Dans un communiqué publié ce mardi, Eramet Comilog, filiale du groupe français Eramet, a tenu à clarifier qu’elle n’est pas impliquée dans la mystérieuse disparition d’un navire transportant 48 000 tonnes de manganèse au port d’Owendo, survenue dans la nuit du 8 au 9 novembre 2025. Selon la compagnie, la cargaison ne provient d’aucun de ses sites d’exploitation.
Le navire, le Jacob H, battant pavillon panaméen, aurait disparu sans laisser de trace, après avoir chargé sa cargaison. Les premiers éléments d’enquête orientent les soupçons vers un homme d’affaires chinois, potentiellement aidé par certains fonctionnaires de la Marine marchande. La Compagnie minière de l’Ogooué, exploitant historique du manganèse à Moanda depuis 1962, reste totalement étrangère à cette affaire.
Avec près de 7 millions de tonnes annuelles et 3 500 emplois directs, Eramet Comilog est un pilier économique du Gabon.

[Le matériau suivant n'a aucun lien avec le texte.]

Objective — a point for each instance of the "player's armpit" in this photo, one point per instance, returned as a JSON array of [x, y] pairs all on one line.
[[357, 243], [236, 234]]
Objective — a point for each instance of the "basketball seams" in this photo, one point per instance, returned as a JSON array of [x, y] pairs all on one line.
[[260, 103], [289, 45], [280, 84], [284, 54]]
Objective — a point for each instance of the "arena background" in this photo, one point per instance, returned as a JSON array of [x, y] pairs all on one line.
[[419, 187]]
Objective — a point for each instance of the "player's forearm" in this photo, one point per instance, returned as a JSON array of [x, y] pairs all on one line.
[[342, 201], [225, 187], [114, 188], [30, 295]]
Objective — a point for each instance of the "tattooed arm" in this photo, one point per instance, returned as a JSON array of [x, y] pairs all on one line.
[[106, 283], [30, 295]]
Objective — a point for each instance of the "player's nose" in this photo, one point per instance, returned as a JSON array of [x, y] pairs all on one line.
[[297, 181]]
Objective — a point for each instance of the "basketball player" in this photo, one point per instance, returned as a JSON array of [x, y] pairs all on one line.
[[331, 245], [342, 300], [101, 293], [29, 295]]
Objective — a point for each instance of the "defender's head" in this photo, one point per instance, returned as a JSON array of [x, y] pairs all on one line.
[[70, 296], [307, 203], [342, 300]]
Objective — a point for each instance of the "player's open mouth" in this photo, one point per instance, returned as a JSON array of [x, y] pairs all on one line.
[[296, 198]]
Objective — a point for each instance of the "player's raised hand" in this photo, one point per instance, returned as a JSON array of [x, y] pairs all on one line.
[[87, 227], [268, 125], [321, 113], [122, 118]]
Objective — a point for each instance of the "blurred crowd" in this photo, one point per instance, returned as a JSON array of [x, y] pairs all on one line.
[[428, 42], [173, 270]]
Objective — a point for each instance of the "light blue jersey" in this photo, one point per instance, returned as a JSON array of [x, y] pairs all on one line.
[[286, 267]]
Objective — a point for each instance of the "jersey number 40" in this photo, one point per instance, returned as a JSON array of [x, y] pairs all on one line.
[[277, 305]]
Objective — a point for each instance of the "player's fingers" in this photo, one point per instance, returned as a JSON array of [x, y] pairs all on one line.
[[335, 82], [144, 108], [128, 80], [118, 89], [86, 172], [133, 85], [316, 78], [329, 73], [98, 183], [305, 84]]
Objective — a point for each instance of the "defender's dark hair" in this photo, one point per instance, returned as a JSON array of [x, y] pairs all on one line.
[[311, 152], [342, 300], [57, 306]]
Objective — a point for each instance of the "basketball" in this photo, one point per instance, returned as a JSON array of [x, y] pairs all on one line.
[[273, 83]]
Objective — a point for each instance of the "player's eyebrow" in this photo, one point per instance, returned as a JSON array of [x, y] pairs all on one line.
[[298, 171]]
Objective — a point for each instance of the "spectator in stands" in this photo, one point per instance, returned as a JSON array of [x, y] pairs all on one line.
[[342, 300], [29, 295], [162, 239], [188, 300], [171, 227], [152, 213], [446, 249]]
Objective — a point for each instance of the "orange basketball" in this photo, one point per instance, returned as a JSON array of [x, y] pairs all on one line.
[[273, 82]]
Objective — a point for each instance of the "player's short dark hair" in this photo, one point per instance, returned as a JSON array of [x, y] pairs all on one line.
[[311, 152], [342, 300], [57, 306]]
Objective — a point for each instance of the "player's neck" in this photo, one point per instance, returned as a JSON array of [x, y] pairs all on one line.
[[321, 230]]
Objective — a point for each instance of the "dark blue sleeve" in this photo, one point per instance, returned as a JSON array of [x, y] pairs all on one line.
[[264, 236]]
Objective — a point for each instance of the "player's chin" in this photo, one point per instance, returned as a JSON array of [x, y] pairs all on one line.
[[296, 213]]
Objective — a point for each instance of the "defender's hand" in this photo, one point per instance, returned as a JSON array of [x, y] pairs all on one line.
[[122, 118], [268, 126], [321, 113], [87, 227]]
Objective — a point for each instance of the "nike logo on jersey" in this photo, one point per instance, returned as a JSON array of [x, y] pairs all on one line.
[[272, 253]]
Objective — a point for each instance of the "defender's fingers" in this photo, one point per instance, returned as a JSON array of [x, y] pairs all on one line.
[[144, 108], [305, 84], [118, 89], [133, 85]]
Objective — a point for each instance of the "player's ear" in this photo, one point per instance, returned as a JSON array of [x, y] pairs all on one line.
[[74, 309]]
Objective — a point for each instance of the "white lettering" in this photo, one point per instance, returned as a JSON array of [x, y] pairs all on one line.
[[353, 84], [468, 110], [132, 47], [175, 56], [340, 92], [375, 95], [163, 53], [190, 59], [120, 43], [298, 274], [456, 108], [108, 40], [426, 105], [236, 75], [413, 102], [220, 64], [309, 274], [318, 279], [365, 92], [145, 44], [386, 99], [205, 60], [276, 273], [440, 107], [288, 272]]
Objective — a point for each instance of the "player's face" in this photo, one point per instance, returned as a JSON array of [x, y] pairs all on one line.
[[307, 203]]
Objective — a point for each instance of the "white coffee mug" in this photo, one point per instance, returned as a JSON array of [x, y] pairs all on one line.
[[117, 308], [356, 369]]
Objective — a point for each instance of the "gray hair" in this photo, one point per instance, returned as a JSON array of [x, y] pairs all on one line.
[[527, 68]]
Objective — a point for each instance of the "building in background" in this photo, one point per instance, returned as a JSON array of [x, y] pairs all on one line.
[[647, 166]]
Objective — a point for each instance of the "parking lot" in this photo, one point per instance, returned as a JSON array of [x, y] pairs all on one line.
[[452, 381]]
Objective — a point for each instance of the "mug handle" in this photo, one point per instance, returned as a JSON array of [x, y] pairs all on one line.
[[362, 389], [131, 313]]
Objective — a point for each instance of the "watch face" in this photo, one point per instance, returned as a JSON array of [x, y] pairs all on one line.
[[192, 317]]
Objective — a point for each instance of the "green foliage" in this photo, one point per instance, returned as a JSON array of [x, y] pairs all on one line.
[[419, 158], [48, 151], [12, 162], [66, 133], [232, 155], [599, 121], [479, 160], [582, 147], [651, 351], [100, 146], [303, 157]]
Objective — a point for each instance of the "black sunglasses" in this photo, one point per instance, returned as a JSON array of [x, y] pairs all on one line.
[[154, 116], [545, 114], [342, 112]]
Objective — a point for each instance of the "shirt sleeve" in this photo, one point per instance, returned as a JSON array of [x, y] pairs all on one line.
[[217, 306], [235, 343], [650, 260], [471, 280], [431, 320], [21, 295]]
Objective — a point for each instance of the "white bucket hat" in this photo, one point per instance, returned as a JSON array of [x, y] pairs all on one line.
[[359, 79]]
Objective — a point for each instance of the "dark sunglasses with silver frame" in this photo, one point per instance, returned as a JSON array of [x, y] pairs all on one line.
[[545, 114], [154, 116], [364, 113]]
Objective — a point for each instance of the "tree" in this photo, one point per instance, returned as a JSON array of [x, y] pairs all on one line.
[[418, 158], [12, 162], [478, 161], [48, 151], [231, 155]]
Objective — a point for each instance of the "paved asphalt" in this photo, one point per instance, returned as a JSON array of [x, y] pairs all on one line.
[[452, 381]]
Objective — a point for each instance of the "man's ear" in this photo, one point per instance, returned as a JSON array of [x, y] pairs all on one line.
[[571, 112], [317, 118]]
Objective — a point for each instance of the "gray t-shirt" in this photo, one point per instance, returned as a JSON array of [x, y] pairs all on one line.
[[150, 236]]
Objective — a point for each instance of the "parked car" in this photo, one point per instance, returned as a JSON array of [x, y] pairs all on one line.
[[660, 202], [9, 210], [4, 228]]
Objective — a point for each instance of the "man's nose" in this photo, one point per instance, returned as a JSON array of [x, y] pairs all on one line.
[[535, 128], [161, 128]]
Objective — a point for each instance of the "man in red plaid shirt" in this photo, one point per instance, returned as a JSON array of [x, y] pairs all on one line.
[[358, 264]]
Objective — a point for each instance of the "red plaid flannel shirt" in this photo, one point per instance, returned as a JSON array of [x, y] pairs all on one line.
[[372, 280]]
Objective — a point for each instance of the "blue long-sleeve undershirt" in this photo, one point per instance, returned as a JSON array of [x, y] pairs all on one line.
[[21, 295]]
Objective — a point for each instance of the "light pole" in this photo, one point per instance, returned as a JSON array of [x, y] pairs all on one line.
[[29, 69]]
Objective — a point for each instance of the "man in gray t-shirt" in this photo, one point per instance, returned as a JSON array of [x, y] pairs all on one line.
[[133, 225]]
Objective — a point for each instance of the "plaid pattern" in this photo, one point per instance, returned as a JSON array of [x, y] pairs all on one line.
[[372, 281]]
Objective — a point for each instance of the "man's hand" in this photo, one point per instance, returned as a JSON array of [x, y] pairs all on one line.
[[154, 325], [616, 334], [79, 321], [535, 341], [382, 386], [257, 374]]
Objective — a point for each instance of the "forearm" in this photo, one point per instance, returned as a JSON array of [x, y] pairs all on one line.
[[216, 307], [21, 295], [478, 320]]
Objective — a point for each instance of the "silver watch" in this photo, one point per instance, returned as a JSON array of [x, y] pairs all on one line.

Pourtant, ce vol soulève de graves questions sur la sécurité portuaire et la possible complicité de hauts responsables, rappelant des pratiques dénoncées à l’époque du régime Bongo.
Si les moyens de l’État sont mobilisés, le navire pourrait encore être récupéré, mais aucune communication officielle ne rassure pour l’instant. Le Gabon, désormais connecté et vigilant, ne peut plus se permettre de tels actes de haute criminalité sans réponse immédiate.